Das andere Problem: Selbstverlust, Identitätsverlust. Um über das Elend hinauszuwachsen, um Überlebensmöglichkeit und Entwicklungsmöglichkeit zu gewährleisten, ist Einfügung in den Stil und Gang der technischen Zivilisation erfordert. Mitgebrachte Eigenwerte ganz anderer kultureller Prägung und Lebensgewohnheit treten im Rampenlicht moderner Kommunikation allererst ans Licht – und drohen in ihm zugleich verfremdet, ja nivelliert zu werden. Die Stichworte der lateinamerikanischen Bischofsversammlung von Puebla, communio und participatio, treffen in der Tat das, was in den Entwicklungsländern not tut: umgreifende Gemeinschaft, in welcher jeder sich einbringen kann, darin aber Teilhabe am Einen und Ganzen. Hier liegt eine drängende Aufgabe nicht nur innerhalb der Gesellschaften der Dritten und Vierten Welt, sondern für einen Weltdialog, einen interkulturellen Dialog. Wir können auf 2000 zu nur leben, wenn wir uns nicht auf unsere eigenen Lebensgewohnheiten und Ansprüche fixieren, sondern sie loslassen und einfügen ins Hören, ins Lernen innerhalb eines Dialoges, der von uns verlangt, Anteil zu geben an dem, was wir mitbringen und haben, und Anteil zu nehmen an dem, [3] was andere uns zu geben und zu sagen vermögen. Die Fixierung auf unsere eigenen Traditionen muß aufgebrochen werden nicht in ein romantisches Schwärmen für interessante Andersartigkeit, sondern in die ehrfürchtige und opferbereite Nüchternheit solchen Weltgesprächs. Berufungspastoral auf die Jahrtausendwende zu muß im Auge behalten, daß Gott jeden, den er zu sich ruft, für die ganze Welt und in die ganze Welt beruft. Das gilt auch noch für den christlichen Eremiten.

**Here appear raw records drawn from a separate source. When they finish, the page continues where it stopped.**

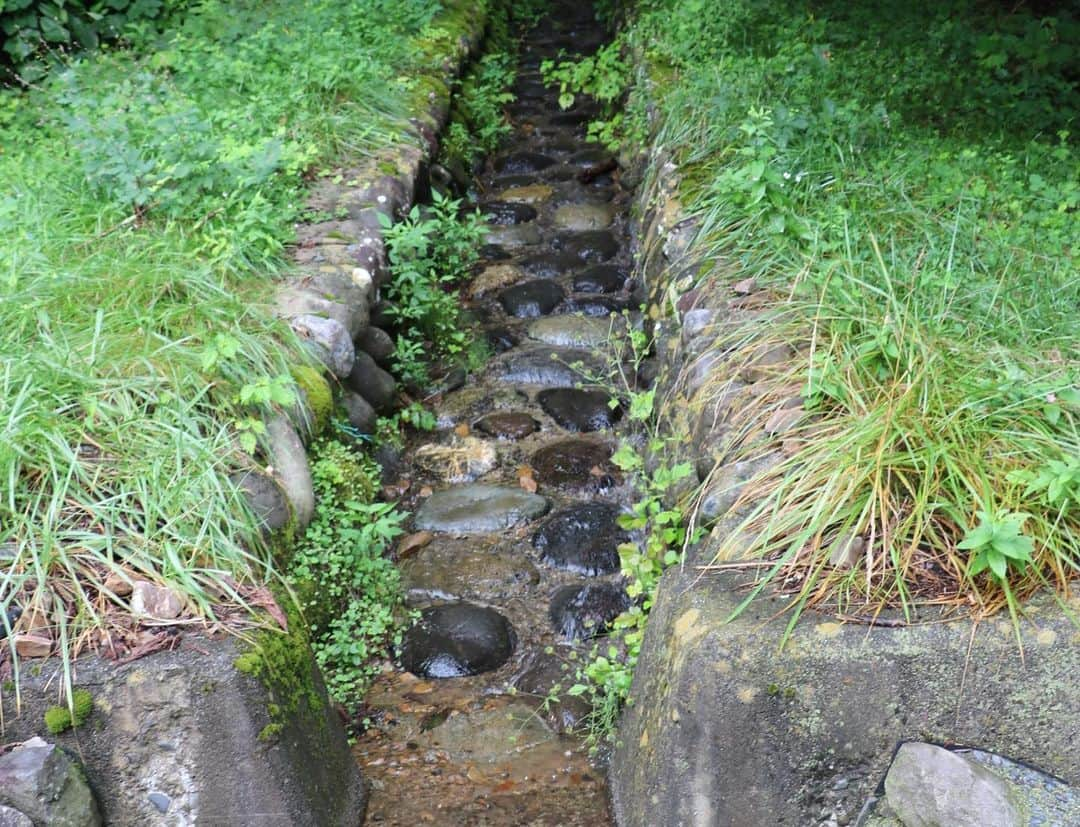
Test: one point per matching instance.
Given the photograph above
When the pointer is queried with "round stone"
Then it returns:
(595, 245)
(572, 462)
(518, 163)
(507, 425)
(478, 507)
(583, 539)
(531, 299)
(578, 409)
(457, 640)
(582, 612)
(601, 279)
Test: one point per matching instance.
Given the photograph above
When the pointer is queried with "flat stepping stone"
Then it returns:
(583, 539)
(531, 299)
(450, 569)
(595, 307)
(582, 217)
(583, 612)
(593, 246)
(601, 279)
(478, 507)
(579, 409)
(457, 640)
(572, 331)
(550, 265)
(577, 463)
(517, 163)
(514, 235)
(507, 425)
(551, 367)
(504, 213)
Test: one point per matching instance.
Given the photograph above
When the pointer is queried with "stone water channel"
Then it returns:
(513, 563)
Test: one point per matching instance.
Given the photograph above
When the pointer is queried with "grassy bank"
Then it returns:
(896, 187)
(149, 191)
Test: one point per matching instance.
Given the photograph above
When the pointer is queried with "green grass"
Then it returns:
(148, 195)
(904, 179)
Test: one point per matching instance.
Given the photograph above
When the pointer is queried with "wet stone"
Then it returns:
(596, 245)
(507, 212)
(524, 190)
(457, 640)
(595, 307)
(582, 612)
(457, 569)
(550, 265)
(531, 299)
(507, 425)
(578, 409)
(571, 331)
(514, 235)
(582, 217)
(601, 279)
(545, 366)
(501, 339)
(583, 539)
(478, 507)
(517, 163)
(592, 157)
(574, 463)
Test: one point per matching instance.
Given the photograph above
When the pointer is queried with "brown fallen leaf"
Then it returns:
(413, 543)
(32, 646)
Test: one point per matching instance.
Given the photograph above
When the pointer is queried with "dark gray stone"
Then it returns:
(583, 612)
(377, 343)
(579, 409)
(928, 786)
(575, 463)
(361, 415)
(478, 507)
(601, 279)
(592, 246)
(39, 781)
(372, 382)
(517, 163)
(457, 640)
(507, 425)
(531, 299)
(583, 539)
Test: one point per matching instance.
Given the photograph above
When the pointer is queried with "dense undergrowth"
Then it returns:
(903, 182)
(148, 191)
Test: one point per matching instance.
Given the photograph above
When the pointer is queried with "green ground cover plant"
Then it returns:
(903, 182)
(148, 191)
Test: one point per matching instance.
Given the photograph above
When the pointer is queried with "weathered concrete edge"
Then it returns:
(894, 683)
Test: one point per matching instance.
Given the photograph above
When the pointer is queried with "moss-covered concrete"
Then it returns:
(726, 729)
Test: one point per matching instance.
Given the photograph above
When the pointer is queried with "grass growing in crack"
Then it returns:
(149, 191)
(904, 181)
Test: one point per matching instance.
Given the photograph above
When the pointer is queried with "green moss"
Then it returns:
(282, 661)
(316, 391)
(62, 718)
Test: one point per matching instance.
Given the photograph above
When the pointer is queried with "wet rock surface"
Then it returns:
(582, 612)
(463, 732)
(457, 640)
(582, 539)
(579, 409)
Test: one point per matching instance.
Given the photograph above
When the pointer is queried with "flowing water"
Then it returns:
(513, 561)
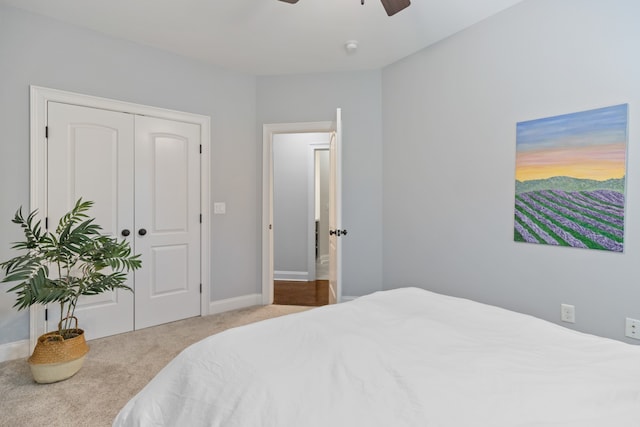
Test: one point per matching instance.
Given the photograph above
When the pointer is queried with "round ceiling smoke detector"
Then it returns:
(351, 46)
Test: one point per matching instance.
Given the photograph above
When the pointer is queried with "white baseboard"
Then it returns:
(292, 276)
(14, 350)
(235, 303)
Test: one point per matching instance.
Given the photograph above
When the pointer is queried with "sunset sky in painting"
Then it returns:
(586, 145)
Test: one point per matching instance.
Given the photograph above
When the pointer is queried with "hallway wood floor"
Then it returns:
(313, 293)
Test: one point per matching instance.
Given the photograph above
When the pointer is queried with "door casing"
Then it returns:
(39, 97)
(268, 130)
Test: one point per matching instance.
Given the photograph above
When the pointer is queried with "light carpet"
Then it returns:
(115, 369)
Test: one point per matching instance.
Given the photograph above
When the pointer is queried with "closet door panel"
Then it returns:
(167, 188)
(90, 156)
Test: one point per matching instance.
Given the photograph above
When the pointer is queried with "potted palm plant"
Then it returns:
(58, 267)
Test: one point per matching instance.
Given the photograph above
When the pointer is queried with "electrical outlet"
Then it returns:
(568, 313)
(632, 328)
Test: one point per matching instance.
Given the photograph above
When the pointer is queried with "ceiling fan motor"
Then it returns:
(390, 6)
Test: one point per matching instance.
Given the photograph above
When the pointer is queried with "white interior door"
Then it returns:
(90, 154)
(335, 212)
(167, 205)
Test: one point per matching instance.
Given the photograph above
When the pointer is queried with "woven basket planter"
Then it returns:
(55, 358)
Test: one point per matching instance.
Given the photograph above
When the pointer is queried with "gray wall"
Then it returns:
(450, 114)
(314, 98)
(43, 52)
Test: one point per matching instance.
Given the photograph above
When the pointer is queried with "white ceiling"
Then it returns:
(272, 37)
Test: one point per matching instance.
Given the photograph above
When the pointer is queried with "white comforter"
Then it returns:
(406, 357)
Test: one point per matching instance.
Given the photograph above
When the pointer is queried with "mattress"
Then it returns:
(403, 357)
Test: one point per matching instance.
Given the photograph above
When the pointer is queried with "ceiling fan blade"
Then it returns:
(393, 6)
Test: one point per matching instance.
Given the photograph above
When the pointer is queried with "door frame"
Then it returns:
(39, 97)
(312, 148)
(268, 131)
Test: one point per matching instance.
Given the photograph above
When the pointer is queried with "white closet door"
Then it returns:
(90, 155)
(167, 205)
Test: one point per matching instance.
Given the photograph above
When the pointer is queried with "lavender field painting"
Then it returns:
(570, 179)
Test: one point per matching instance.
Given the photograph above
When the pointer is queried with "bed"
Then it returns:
(404, 357)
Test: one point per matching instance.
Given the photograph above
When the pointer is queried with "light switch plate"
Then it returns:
(219, 208)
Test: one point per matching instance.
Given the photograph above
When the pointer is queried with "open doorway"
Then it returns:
(300, 218)
(270, 132)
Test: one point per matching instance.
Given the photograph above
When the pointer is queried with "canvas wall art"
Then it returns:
(570, 179)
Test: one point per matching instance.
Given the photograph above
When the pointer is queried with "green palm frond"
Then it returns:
(77, 253)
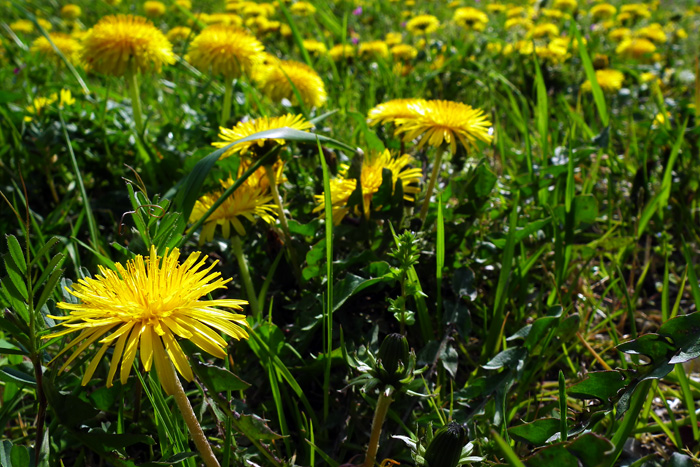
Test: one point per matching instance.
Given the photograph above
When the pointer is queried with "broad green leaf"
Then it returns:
(256, 427)
(16, 253)
(537, 432)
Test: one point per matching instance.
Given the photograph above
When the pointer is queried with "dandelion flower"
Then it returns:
(404, 52)
(179, 33)
(154, 9)
(144, 306)
(68, 46)
(437, 121)
(341, 51)
(394, 110)
(119, 42)
(314, 47)
(609, 80)
(243, 129)
(373, 165)
(302, 9)
(23, 26)
(422, 25)
(71, 11)
(471, 18)
(279, 80)
(248, 201)
(226, 50)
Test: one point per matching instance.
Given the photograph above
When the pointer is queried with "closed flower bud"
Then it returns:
(392, 353)
(446, 447)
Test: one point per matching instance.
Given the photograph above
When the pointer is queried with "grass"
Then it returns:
(548, 295)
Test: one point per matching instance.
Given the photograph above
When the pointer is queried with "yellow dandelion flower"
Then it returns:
(371, 177)
(404, 52)
(118, 42)
(278, 80)
(243, 129)
(154, 9)
(179, 33)
(545, 30)
(340, 51)
(302, 9)
(227, 19)
(470, 18)
(620, 34)
(653, 32)
(437, 121)
(566, 5)
(392, 38)
(422, 25)
(602, 11)
(145, 306)
(314, 47)
(38, 105)
(22, 26)
(638, 48)
(496, 8)
(394, 110)
(248, 201)
(373, 49)
(71, 11)
(609, 81)
(226, 50)
(68, 46)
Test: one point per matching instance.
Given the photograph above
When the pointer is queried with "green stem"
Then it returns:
(200, 440)
(272, 178)
(245, 274)
(379, 415)
(133, 85)
(431, 184)
(226, 109)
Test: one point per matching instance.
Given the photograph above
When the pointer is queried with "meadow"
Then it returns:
(337, 233)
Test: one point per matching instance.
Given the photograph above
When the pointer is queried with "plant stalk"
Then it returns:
(226, 109)
(272, 178)
(245, 275)
(379, 415)
(431, 184)
(196, 432)
(133, 85)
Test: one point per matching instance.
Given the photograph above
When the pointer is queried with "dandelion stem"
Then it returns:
(133, 84)
(196, 432)
(272, 178)
(431, 184)
(245, 274)
(379, 415)
(226, 109)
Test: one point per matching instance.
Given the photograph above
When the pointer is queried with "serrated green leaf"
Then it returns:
(16, 253)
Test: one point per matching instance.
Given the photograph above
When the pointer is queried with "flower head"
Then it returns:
(256, 147)
(117, 42)
(249, 200)
(71, 11)
(279, 79)
(371, 178)
(422, 25)
(226, 50)
(609, 80)
(436, 120)
(144, 306)
(154, 9)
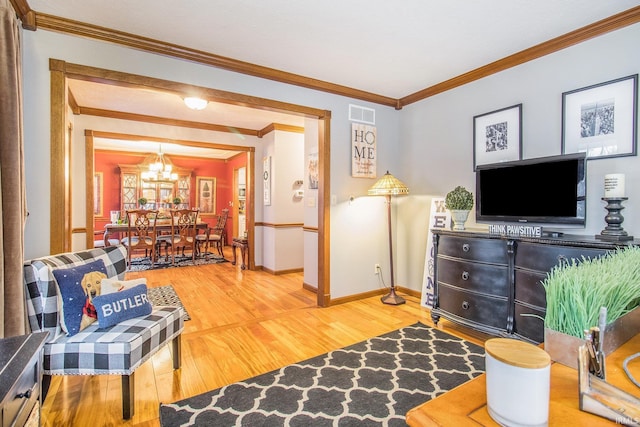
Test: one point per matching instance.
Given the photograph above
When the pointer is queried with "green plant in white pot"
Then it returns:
(577, 290)
(460, 202)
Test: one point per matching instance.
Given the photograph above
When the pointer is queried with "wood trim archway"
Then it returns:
(60, 230)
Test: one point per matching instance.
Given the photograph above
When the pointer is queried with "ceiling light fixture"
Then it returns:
(159, 169)
(195, 103)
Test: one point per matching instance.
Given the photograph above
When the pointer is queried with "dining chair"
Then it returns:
(141, 233)
(184, 229)
(215, 236)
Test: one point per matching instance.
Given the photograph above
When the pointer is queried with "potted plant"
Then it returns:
(459, 201)
(576, 291)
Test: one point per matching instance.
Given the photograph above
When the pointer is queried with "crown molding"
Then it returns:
(32, 20)
(615, 22)
(25, 14)
(63, 25)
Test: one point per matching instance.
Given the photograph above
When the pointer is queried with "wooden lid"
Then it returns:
(517, 353)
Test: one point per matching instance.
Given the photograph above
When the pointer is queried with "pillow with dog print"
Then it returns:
(110, 286)
(77, 287)
(127, 304)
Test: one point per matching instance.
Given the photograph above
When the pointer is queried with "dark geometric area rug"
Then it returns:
(166, 295)
(372, 383)
(144, 263)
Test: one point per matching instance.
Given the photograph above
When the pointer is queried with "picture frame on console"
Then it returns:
(497, 136)
(600, 120)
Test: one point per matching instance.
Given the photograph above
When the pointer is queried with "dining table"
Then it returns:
(110, 229)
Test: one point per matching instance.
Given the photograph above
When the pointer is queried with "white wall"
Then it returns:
(283, 247)
(41, 45)
(437, 135)
(428, 145)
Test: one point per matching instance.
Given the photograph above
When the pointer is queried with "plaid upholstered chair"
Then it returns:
(115, 350)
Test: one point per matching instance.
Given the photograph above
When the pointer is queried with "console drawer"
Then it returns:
(539, 257)
(481, 278)
(483, 310)
(529, 326)
(529, 288)
(22, 397)
(482, 250)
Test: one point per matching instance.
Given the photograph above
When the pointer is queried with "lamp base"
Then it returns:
(392, 298)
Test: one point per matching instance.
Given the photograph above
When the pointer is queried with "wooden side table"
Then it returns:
(243, 244)
(466, 405)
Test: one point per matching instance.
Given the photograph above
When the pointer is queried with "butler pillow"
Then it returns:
(110, 286)
(115, 307)
(77, 287)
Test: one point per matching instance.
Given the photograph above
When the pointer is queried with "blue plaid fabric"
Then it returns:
(119, 349)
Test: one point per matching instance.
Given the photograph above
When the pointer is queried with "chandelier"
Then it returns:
(159, 169)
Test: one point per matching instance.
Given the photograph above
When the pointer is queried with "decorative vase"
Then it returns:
(459, 217)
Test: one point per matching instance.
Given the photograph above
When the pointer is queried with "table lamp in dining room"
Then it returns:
(389, 186)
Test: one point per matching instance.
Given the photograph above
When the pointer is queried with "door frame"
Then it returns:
(60, 213)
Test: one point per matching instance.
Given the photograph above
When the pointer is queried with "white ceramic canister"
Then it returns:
(517, 382)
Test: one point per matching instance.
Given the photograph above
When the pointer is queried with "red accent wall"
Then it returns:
(107, 162)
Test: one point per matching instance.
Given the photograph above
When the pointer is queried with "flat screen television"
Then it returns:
(545, 190)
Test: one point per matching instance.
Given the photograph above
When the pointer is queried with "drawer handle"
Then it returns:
(25, 395)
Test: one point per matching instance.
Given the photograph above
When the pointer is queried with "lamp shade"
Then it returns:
(388, 185)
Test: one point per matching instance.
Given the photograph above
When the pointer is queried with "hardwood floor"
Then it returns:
(243, 323)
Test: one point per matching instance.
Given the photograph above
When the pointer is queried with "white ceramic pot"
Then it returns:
(459, 217)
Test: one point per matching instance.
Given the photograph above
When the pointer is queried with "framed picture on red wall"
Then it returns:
(206, 195)
(97, 194)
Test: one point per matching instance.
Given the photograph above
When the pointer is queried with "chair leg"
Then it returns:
(176, 344)
(128, 396)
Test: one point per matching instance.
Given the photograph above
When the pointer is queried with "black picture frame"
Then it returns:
(497, 136)
(601, 119)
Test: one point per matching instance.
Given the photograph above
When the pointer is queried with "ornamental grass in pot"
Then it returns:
(577, 290)
(459, 201)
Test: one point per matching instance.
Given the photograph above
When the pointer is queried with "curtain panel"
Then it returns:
(12, 191)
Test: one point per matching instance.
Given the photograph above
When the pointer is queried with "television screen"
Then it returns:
(547, 190)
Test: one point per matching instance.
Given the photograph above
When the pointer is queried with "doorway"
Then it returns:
(239, 202)
(61, 71)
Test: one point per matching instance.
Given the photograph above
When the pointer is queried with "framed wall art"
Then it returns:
(97, 194)
(497, 136)
(266, 181)
(600, 120)
(206, 195)
(363, 151)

Die dritte Grundsituation kennen wir am besten – und doch ist sie die rätselhafteste: die unsere, jene der Ersten Welt, jene der westlichen Zivilisation. Wird diese erste Welt mit ihren Ideen und Techniken noch prägend sein, ja wird sie überhaupt noch präsent sein in der Welt? Diese Frage, die ebenso den Mut zur Auseinandersetzung mit Ideologien wie zur Horizonterweiterung auf andere Möglichkeiten des Sehens und Lebens erfordert, ist indessen nicht nur eine Frage nach außen, sondern auch eine Binnenfrage für uns hier im westlichen Europa. Wird die technische Entwicklung einfach, mit Krisen und Kurskorrekturen, so weiterlaufen, wird das Resultat der inneren Gefahren, die dem Menschen und der Welt durch den Menschen beim Geschäft seiner totalen Weltbeherrschung zuwachsen, eine an den Bestand gehende Katastrophe sein? Wird ein mit der Technik wachsendes Leistungsdenken von seinem Schatten, dem Konsum- und Anspruchsdenken so paralysiert werden, daß es zu einem inneren Verfall der hochzivilisierten Gesellschaft und ihres Lebenswillens kommt? Wird die Suche nach Alternativen über das zerstörerische Nein oder über den ideologischen Selbstbetrug hinauskommen, wird sie die Grundlage finden für eine neue Kultur, für jene „Zivilisation der Liebe“, welche die letzten Päpste immer wieder beschwören. Wer in die Situation um die Jahrtausendwende von Gott hineingerufen wird, der ist berufen nicht zur ratlosen Weltflucht oder phantastischen Weltsucht, sondern zu jenem nüchternen und wirksamen Weltinteresse des liebenden Gottes.

Berufungspastoral um die Jahrtausendwende ist Pastoral, welche auf neue Weise die Welt wahrnimmt und annimmt aus jener Liebe, die zum Zeugnis und zum Dialog, zum Nehmen und zum Geben, zum Hören und zum Sprechen, zur Treue und zur Alternative aus dem her befähigt, der die Liebe ist. Die drei Stichworte dieser Liebe in den drei Grundsituationen der Welt sind im letzten überall gültig und dringend: Christsein zwischen Martyrium und Dialog – Weltgespräch – unterwegs zu einer neuen „Zivilisation der Liebe“.